Retailers won this first-port-of-call status via their stranglehold on physical distribution. They were the places shoppers went to do their shopping. But shopping is, first and foremost, an information processing activity: deciding what to buy, from where. Any service that can provide shoppers with the information they need to make better, quicker, easier buying decisions has the ability to dislodge even the most powerful retailer from its privileged status as the shopper’s first port of call.
With comparison shopping we have an embryonic challenge to the Wal-Marts and Tesco’s of this world. It could be the thing that relegates these giants to second place in the commercial pecking order. But this won’t happen so long as the industry fails to transcend the limitations that are already beginning to restrict its growth.
Alan Mitchell
I couldn't agree less. The point you are missing here is comparison shopping sites are the final step in the purchase cycle. They are a destination predominantly visited by 'quick click' shoppers to secure the best deal. The research for the most part is done and the worse thing a comparison shopping site can do is bog people down in more social or research features. People don't go to eBay to research, they go to get a deal. CSE's are no different and shouldn't be. By doing more than giving the shopper what they want, front and center, the CSE's conversion declines, hurting merchants.
Posted by: Webber | March 26, 2009 at 06:40 PM
Your post makes many excellent points. In the near term, it seems unlikely that a single comparison shopping engine will dominate the market. There seems to continue to be a place for a variety of engines with different stengths--some focusing on price comparison and others on product research. I think that's a good think. Do we really want one player (like Google) to completely dominiate all aspects of this market?
Personally, I AWAYS use multiple engines when shopping, and for that reason, I recommend RoboShopper.com, which is a meta comparison shopping and product research site that makes it easy to query multiple shopping engines.
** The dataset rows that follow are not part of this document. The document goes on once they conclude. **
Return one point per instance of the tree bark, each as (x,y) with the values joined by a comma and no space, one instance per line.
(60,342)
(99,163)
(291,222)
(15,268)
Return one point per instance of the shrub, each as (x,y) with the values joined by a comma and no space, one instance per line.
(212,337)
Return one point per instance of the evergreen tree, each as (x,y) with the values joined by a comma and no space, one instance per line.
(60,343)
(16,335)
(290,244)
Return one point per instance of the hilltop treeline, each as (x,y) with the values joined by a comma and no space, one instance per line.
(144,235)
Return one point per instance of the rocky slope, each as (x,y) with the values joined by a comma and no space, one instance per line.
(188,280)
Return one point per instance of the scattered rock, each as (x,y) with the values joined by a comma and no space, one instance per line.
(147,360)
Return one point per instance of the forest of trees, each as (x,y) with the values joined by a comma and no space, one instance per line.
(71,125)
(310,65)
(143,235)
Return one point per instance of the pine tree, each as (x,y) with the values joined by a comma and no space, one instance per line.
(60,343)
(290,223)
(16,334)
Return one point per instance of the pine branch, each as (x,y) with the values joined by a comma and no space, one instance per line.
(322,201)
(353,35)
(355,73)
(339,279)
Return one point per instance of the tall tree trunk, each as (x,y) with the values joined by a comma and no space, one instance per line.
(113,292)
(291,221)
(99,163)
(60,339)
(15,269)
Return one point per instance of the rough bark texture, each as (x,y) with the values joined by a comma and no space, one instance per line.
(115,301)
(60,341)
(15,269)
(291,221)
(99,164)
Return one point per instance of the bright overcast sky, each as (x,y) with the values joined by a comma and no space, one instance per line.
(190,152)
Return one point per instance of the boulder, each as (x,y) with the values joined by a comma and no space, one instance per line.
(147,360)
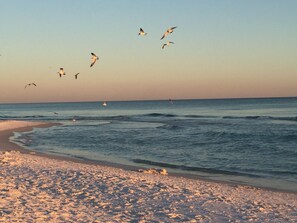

Posted by: Robert | March 15, 2007 at 12:43 AM
This specific post on comparison shopping is very precise on what happens in the retail sector , as a consumer I must agree totally with you .
Posted by: Mike | February 28, 2007 at 03:39 AM
I read your articles Alan and i find them always fascinating.
I m head buyer in a greek supermarket chain and this specific post on comparison shopping is very precise on what happens in the retail sector, if we see it this way.
Everybody is fighting to give the best price and we re losing the value batle and the trust(they call it loyalty, but it s trust actually you re right)of the consumer.
No wonder why people are rushing to discounters.